1) Server-side Infrastructure: The backend system hosts our YOLO11-DSConv model and processes incoming image requests. The server is built using Flask and Gunicorn for scalability, with the model loaded in memory for efficient inference. When an image is received, the server performs preprocessing, runs the YOLO11-DSConv inference, and returns classification results along with size and quantity information. The complete YOLO11-DSConv model implementation is publicly available at https://zenodo.org/records/15044013 (accessed on 16 June 2025), and the server-side code is publicly available at https://zenodo.org/records/15044077 (accessed on 16 June 2025).

2) Mobile Application Interface: We developed a user-friendly mobile application using Flutter that allows users to capture BSFL images directly in farming environments. The application handles image capture with automatic quality checks, secure transmission to the server, and intuitive display of classification results. The mobile application source code is publicly available at https://zenodo.org/records/15044108 (accessed on 16 June 2025).

The cloud transmission process has been optimized for agricultural environments where network connectivity may be unstable. Our testing shows average response times of 1.2 s under standard 4G connections, 2.5 s under limited 3G connectivity, and the system includes a local caching mechanism that allows continued operation during temporary connection loss. When connectivity is restored, the cached results are synchronized with the server. For situations where internet connectivity is completely unavailable, we have implemented an offline mode that deploys a compressed version of the YOLO11-DSConv model directly on the mobile device. While this version has slightly reduced accuracy (approximately 3% lower mAP), it ensures continuous operation in remote farming locations. Initial feedback from users indicates high satisfaction with the system’s responsiveness and accuracy in field conditions. Areas identified for future improvement include enhanced batch processing capabilities for large-scale operations and integration with farm management systems for automated record-keeping.

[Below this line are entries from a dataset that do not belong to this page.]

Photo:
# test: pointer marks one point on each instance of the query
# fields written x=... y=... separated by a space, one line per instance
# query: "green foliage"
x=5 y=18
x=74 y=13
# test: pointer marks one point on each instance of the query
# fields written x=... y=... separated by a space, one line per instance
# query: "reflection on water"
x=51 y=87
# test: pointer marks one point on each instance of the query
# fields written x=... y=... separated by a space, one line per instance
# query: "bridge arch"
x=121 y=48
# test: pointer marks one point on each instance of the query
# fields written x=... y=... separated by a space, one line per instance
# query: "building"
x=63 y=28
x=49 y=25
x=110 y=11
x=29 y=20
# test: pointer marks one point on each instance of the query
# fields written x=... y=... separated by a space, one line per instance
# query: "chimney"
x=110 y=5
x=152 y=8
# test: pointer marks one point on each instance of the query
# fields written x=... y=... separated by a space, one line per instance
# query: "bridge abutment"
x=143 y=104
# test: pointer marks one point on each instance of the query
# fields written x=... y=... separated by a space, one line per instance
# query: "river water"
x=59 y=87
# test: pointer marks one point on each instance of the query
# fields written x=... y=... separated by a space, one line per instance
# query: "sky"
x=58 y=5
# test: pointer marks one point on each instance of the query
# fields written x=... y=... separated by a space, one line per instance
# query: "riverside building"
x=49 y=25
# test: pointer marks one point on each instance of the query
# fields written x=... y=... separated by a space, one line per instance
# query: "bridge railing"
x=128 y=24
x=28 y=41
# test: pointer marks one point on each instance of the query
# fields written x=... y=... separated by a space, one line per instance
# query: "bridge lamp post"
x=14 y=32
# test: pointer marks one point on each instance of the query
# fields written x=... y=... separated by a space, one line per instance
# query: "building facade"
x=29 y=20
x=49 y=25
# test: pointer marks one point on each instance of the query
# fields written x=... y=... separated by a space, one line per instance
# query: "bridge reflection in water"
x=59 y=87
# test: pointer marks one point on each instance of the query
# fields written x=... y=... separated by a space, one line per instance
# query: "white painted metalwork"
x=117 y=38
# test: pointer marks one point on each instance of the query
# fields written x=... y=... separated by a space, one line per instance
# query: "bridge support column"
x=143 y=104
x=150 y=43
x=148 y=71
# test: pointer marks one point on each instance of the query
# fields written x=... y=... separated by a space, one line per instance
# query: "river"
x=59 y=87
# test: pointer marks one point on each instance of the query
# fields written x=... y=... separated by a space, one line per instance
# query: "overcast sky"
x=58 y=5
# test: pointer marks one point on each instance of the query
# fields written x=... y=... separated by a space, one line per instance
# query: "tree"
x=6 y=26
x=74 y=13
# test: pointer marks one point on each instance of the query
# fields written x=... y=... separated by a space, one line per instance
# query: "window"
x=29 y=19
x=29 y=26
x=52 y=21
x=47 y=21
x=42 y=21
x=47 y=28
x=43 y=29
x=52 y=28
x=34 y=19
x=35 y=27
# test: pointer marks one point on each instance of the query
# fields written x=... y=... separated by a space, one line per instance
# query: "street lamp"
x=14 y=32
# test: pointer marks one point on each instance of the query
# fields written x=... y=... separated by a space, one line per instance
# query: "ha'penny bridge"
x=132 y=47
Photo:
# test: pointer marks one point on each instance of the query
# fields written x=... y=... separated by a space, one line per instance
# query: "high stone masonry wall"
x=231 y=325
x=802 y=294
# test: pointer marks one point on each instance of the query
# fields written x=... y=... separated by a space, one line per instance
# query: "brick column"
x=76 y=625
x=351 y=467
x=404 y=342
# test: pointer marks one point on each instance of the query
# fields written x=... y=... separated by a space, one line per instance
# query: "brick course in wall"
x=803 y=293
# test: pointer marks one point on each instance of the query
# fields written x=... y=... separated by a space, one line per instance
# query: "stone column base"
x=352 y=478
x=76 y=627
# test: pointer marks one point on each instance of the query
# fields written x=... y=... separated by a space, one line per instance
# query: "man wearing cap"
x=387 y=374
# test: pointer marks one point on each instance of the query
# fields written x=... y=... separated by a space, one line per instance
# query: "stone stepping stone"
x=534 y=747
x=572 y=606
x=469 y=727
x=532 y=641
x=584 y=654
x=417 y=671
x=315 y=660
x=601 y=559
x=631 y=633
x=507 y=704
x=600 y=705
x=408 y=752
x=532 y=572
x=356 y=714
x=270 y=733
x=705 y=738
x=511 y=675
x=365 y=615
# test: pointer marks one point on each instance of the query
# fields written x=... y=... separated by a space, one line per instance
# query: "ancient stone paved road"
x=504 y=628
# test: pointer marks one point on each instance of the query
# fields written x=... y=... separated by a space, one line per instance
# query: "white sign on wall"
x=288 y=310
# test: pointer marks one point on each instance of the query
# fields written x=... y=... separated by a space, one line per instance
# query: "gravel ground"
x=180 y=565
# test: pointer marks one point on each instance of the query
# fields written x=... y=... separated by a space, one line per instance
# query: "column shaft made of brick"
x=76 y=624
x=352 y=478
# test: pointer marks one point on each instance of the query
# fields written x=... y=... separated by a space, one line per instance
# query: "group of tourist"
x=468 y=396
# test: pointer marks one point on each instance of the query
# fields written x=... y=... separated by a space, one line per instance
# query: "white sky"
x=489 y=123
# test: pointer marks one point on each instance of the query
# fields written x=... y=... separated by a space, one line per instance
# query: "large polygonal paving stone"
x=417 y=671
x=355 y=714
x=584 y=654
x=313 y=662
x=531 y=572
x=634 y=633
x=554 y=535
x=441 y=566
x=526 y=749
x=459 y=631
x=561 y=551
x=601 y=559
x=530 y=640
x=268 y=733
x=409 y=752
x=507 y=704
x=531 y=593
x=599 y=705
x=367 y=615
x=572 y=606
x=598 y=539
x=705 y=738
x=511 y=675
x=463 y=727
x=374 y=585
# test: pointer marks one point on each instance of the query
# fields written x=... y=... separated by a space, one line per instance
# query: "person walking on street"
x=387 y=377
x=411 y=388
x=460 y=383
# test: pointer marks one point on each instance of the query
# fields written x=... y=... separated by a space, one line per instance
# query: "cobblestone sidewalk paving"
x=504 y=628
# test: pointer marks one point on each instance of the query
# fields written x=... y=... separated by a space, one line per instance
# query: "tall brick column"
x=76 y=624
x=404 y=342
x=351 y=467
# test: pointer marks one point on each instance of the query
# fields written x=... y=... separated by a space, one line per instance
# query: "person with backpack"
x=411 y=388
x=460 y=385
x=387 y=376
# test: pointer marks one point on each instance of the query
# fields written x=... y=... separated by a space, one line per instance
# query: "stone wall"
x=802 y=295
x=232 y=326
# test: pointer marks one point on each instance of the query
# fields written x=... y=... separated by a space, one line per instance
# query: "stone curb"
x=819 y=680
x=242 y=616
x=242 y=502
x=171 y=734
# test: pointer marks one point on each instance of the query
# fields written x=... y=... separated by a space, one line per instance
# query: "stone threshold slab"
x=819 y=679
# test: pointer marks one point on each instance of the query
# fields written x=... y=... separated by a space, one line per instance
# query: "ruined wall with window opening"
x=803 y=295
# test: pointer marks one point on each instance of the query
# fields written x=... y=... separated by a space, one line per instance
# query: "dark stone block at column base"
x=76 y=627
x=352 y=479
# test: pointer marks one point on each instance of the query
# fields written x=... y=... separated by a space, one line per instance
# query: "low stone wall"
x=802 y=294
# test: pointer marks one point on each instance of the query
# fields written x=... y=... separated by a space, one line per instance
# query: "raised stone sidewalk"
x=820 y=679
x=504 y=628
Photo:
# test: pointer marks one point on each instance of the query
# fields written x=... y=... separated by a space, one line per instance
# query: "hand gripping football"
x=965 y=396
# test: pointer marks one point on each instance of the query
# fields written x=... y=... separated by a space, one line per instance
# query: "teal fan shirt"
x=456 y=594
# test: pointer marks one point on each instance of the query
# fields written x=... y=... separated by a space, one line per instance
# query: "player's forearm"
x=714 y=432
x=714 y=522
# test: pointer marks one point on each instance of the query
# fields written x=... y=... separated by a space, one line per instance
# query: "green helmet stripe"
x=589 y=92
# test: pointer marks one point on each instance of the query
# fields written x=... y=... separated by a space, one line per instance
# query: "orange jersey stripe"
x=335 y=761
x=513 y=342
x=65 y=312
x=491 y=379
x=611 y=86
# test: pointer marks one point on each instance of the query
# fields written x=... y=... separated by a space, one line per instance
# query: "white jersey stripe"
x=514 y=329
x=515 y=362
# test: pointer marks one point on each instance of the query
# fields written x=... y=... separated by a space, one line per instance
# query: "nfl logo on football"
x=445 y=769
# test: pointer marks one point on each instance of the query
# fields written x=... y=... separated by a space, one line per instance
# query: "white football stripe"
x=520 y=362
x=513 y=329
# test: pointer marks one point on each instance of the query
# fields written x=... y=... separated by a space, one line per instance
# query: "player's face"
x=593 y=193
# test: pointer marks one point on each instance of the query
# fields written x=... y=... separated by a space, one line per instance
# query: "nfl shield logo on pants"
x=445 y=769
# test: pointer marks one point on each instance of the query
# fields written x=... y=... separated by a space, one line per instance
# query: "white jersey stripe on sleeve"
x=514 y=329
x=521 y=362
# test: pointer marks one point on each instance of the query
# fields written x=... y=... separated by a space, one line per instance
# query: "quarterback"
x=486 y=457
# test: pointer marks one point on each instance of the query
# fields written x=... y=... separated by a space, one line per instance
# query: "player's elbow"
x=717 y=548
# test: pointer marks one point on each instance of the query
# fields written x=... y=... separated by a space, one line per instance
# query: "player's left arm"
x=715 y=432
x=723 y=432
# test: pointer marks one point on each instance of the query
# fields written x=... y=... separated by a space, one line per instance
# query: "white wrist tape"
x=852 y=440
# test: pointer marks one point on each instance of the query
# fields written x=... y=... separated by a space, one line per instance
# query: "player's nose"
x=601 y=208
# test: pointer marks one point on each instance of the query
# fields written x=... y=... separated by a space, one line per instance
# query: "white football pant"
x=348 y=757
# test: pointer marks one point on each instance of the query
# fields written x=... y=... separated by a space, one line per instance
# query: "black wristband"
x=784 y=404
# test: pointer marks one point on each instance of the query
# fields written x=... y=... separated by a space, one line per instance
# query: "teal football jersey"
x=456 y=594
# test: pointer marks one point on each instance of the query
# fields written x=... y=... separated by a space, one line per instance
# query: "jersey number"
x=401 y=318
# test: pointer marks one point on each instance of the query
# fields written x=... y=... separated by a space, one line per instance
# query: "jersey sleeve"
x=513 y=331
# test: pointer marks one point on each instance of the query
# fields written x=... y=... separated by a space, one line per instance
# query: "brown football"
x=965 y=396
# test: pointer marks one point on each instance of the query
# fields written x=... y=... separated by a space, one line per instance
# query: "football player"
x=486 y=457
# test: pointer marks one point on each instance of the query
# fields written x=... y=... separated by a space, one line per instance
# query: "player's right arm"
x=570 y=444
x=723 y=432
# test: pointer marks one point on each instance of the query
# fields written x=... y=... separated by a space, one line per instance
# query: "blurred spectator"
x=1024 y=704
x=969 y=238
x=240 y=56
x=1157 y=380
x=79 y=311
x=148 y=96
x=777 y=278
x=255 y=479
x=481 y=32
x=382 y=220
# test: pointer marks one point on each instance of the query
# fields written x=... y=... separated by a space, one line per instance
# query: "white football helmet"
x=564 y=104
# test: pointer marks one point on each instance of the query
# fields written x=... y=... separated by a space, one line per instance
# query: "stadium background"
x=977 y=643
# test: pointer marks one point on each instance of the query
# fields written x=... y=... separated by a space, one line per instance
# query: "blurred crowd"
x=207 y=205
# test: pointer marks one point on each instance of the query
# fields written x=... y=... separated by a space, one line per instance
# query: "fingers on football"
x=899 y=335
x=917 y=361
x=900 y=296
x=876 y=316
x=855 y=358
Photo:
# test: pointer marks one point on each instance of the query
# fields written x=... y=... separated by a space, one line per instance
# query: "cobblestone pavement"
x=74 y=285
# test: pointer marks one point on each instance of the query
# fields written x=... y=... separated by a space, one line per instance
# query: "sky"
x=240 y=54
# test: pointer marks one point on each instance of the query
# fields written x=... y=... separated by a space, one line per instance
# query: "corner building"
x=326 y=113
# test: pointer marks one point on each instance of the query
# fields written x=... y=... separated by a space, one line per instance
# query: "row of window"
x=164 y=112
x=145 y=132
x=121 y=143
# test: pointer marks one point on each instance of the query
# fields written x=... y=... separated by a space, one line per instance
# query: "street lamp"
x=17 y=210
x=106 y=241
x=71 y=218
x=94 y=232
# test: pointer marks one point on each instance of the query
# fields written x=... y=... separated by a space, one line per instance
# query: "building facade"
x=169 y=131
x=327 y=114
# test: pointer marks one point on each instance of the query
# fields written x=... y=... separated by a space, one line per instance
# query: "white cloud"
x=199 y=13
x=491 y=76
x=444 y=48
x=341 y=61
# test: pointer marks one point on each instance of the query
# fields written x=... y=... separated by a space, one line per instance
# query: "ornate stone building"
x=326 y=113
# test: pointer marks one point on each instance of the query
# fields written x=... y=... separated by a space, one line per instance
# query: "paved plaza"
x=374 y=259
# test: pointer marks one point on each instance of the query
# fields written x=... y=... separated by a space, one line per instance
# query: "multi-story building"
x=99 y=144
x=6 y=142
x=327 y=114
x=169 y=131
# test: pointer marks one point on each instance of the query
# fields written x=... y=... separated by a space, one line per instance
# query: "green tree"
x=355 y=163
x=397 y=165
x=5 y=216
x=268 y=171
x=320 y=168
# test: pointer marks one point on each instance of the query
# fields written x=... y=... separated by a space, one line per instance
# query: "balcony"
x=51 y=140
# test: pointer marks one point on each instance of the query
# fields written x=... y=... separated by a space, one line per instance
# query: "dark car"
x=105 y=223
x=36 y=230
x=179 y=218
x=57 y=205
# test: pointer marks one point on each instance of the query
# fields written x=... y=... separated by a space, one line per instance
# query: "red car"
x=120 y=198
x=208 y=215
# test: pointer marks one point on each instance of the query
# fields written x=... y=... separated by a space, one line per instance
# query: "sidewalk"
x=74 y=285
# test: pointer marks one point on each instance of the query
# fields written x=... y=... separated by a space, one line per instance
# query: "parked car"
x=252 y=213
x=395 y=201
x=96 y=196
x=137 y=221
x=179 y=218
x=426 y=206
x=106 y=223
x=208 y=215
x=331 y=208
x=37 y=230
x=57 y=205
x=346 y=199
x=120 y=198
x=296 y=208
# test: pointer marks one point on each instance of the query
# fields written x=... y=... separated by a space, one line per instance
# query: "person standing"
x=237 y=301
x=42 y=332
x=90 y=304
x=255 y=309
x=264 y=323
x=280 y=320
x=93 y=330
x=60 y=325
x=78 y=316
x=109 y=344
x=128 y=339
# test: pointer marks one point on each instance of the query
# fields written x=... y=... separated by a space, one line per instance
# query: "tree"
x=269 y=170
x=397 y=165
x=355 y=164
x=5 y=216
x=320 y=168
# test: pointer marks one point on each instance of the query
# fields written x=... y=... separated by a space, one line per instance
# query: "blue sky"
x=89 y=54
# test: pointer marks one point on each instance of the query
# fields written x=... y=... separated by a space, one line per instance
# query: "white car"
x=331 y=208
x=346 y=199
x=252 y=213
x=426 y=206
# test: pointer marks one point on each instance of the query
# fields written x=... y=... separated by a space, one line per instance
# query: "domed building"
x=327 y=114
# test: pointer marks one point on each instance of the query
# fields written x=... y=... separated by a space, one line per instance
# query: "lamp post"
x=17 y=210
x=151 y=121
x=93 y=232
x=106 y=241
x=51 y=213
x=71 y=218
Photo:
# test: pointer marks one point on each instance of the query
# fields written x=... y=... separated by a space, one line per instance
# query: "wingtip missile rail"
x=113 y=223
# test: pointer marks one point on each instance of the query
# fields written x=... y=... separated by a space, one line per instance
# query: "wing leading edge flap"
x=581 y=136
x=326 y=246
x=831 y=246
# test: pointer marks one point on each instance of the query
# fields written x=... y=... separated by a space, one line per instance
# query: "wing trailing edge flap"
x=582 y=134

4 Experimental Results and Analysis

4.1 Dataset Preparation and Labeling Strategy

As shown in Fig. 3, the dataset used in this study was specifically curated and annotated to support effective model training. The actual sizes of the BSFL across different growth stages are also illustrated in Fig. 4, with a reference scale provided for direct comparison. The training set consists of 21,600 images, each annotated with one or more instances of BSFL categorized into six distinct growth stages: larva stage 1 through larva stage 6. The dataset contains multiple larvae per image and was compiled from a diverse range of sources, including web scraping, locally curated image collections, and various camera systems. This diversity in data sources ensures wide variability in image characteristics such as viewing angles, lighting conditions, and background complexity—thereby enhancing the model’s generalizability across real-world scenarios.

images

Figure 3: Overview of the BSFL dataset with six larval stages

images

Figure 4: Actual Size of BSFL at different growth stages. The scale below each larvae serves as a reference ruler (in centimeters)

All images underwent specific preprocessing steps including auto-orientation of pixel data (with EXIF-orientation stripping) and standardization to a resolution of 640 × 640 pixels. To enhance model robustness, we applied data augmentation to create 3 versions of each source image using: 50% probability of horizontal flip, equal probability of 90-degree rotations (none, clockwise, or counter-clockwise), and random brightness adjustment between −25 and +25 percent. While specialized feature selection technique such as those proposed by Parsaei et al. [31] could potentially enhance model performance, our experiments showed that these preprocessing and augmentation methods provided robust results for our BSFL classification task.

To ensure label consistency across the six larval stages with their subtle visual differences, we collaborated with experienced BSFL cultivation specialists during the annotation process. These experts, with their extensive practical knowledge of BSFL morphological development, provided critical validation of image labels, ensuring that the subtle visual differences between consecutive larval stages were accurately identified and consistently labeled throughout the dataset.

4.2 Quantitative Performance Comparison

Table 1 presents the quantitative evaluation results of YOLO11 [7] and its DSConv-enhanced variant in classifying and detecting BSFL across six larval stages. All models were trained under identical conditions, including 200 epochs, a batch size of 16, and an input resolution of 640×640 pixels. Both the original YOLO11 and YOLO11-DSConv achieved a high mAP50 of 0.995, demonstrating robust detection performance across all configurations.

images

Notably, the YOLO11-DSConv architecture offers significant improvements in computational efficiency due to the integration of Depthwise Separable Convolutions. For instance, YOLO11-DSConv-x reached the highest mAP50-95 of 0.813 with a reduced model size of 96.7 MB and 48.089 million parameters, compared to YOLO11x’s 114.4 MB and 56.833 million. This efficiency makes it particularly well-suited for deployment in real-time, resource-constrained environments. Likewise, YOLO11-DSConv-m achieved a strong trade-off between accuracy and resource usage (mAP50-95 of 0.812), making it a practical candidate for scalable agricultural implementations.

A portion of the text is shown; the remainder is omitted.